Quand on réduit la période précédant l'autorisation de mise sur le marché, même si l'on se trouve dans un cas très particulier, il est normal de mettre en alerte tous les centres régionaux. Certains de vos propos au début de la pandémie n'étaient pas de nature à rassurer nos concitoyens, déjà en proie à des doutes après le vaccin contre l'hépatite B. En effet, ceux-ci ne craignent pas les effets secondaires à court terme, comme une sensation de chaleur au point d'injection, ou bien l'état fébrile qui peut faire suite à la vaccination, mais bien davantage de potentiels effets indésirables à long terme, comme le développement de maladies neurologiques ou auto-immunes. Je partage sur ce point l'avis de M. Bégaud, pharmacologue, qui nous a dit, lors de son audition, que tant qu'on n'aurait pas totalement éclairci ce qui s'est passé autour du vaccin contre l'hépatite B et que persisteront, à tort ou à raison, des craintes, les Français seront toujours réticents vis-à-vis des campagnes de vaccination massives. Or, à nos interrogations à ce moment-là, vous répondiez que vous gériez la situation à court terme et que, pour le long terme, resterait à prouver que les possibles effets constatés avaient bien un lien avec le vaccin.

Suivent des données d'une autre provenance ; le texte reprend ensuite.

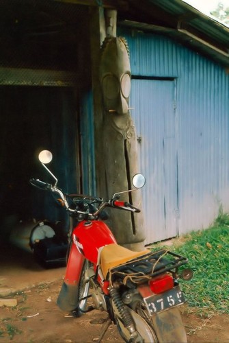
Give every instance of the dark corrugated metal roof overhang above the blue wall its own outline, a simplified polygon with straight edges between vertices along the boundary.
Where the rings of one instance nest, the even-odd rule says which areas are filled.
[[[130,0],[129,6],[131,13],[122,13],[118,25],[170,36],[229,67],[229,28],[225,25],[181,0],[143,0],[138,4]]]

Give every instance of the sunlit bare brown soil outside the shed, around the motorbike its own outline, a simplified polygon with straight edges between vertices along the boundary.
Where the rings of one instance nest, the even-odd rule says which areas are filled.
[[[0,307],[0,343],[2,342],[98,342],[107,324],[107,314],[92,311],[72,318],[56,305],[62,281],[40,284],[8,296],[16,298],[16,307]],[[200,318],[185,305],[182,316],[188,342],[229,342],[229,316]],[[122,342],[110,324],[101,342]]]

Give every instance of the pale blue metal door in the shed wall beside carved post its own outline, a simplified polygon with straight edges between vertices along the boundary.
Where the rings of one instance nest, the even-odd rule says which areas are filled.
[[[145,222],[147,228],[153,224],[155,229],[148,235],[155,238],[156,234],[157,240],[178,233],[175,89],[176,80],[132,80],[140,170],[147,180],[143,189]],[[147,94],[150,96],[142,101]]]

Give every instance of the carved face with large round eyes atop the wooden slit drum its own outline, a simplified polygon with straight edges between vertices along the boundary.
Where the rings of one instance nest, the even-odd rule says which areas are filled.
[[[126,40],[105,38],[100,62],[100,82],[105,109],[109,113],[126,115],[131,93],[131,65]]]

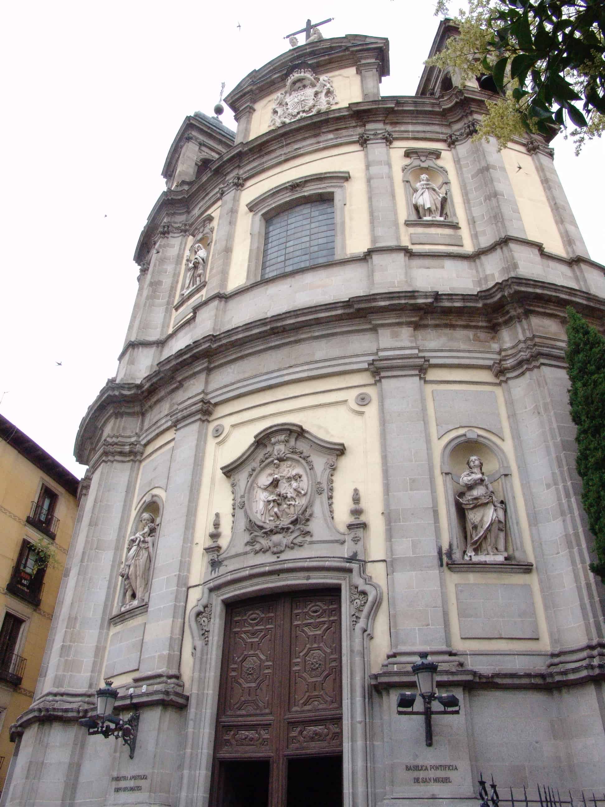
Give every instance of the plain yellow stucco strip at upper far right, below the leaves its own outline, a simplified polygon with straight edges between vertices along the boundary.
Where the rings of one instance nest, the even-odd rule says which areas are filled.
[[[553,211],[532,157],[515,144],[509,144],[501,153],[528,238],[541,241],[549,252],[565,255]]]

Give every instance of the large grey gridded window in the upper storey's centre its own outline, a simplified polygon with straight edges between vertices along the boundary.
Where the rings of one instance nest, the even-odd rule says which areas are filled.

Est-il judicieux que chaque Français puisse lui-même signaler d'éventuels effets indésirables sur les sites de pharmacovigilance ou celui de l'Agence française de sécurité sanitaire des produits de santé ? Le filtre d'un professionnel de santé, quel qu'il soit, me paraît important pour analyser l'effet secondaire dont peut se sentir victime un patient. On risque sinon que soit signalé un nombre considérable d'effets secondaires n'ayant rien à voir avec la vaccination, mais instillant le doute et suscitant des peurs infondées.